Este año he cumplido 50. Dicen que desde que pronuncié mi primera palabra no he dejado de hablar. Me encanta hablar. Sobre todo, que me escuchen, tanto, que si mis palabras no son acogidas por un receptor, me molesta. Necesito también que el mensaje sea comprendido. Es una obsesión. Al igual que mi vínculo con el verbum, que es algo inquebrantable. Así que cuando éste se hace carne en forma de personaje, cobra mi satisfacción un dimensión portentosa. Es más, de cada personaje -fabricado con  cualquier prisma que compone mi alter ego- extraigo un elixir que, cuando lo apuro, voy a por más. Se llama este quehacer vital TEATRO. Impulsivo, incontrolable, terapéutico y caprichoso es el Teatro: el amante más traidor y a la vez más complaciente. De ahí el enganche. Tratar de abandonarlo es inútil. En un par de ocasiones lo he intentado, pero sólo con una palabra suya ha bastado para desistir.

Mi adicción por las palabras exaspera a quienes me rodean. La primera vez que uno de mis personajes habló en un escenario fue el principio de un descanso que no llega. Buscar para mis criaturas la perfección en cada sílaba es agotador. Hoy en día sigo sintiendo lo mismo, o más. No sé hacer otra cosa. Soy además profesor. Estudié filología. De nuevo la palabra en mi rutina diaria… verbum… frente a un auditorio al que no le interesa nada de lo que digo… A diferencia del signo teatral, cuya trayectoria a modo de proyectil persigue una platea dispuesta y predispuesta. Me illumino d‘immenso cuando el Otro me oye/lee y se deja convencer. Mi afán es seguir puliendo mi palabra para que sea mucho más certera, como los dardos de los que hablaba Don Lázaro. Esta inquietud es la que me lleva a seguir leyendo a otros, a escucharles, a ver cómo me pueden enseñar más.

Hay que sumarle a esta perspectiva mi origen sureño: el teatro como banquete de los sentidos: barroco a la quinta potencia. Todos sabemos dónde nació este arte y cómo en estos tiempos malditos el hombre acude cerca de un escenario a buscar respuestas.

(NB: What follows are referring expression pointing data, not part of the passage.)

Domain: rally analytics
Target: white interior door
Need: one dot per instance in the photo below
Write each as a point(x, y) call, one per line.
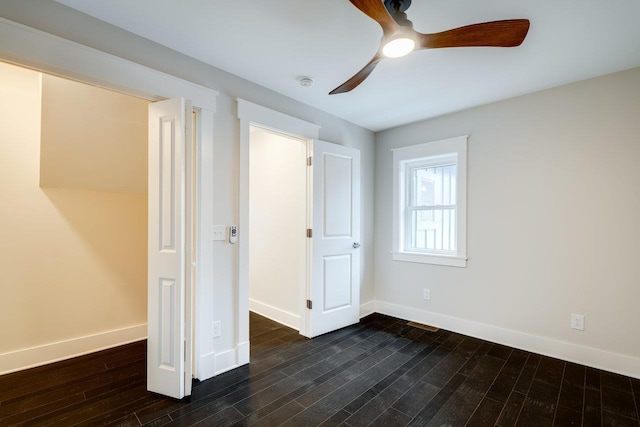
point(335, 276)
point(169, 317)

Me gustaría investigar más en compañía. La tarea de la escritura en una torre de marfil no es necesariamente apetecible. Una obra teatral es la resulta de una comunión con los demás. Quizás sea este el ecualizador que necesito para que la psique no se altere. Hay puertas al mar que se abren con palabras, decía el poeta. Tal vez por ello yo nunca abandonaré este verbum dramático hasta que llegue al mar, que es el morir.

Foto: Presentación de mis obras «Sabina» y «La maldición de Mírtilo». Museo de la Imprenta. Madrid. Otoño de 2019.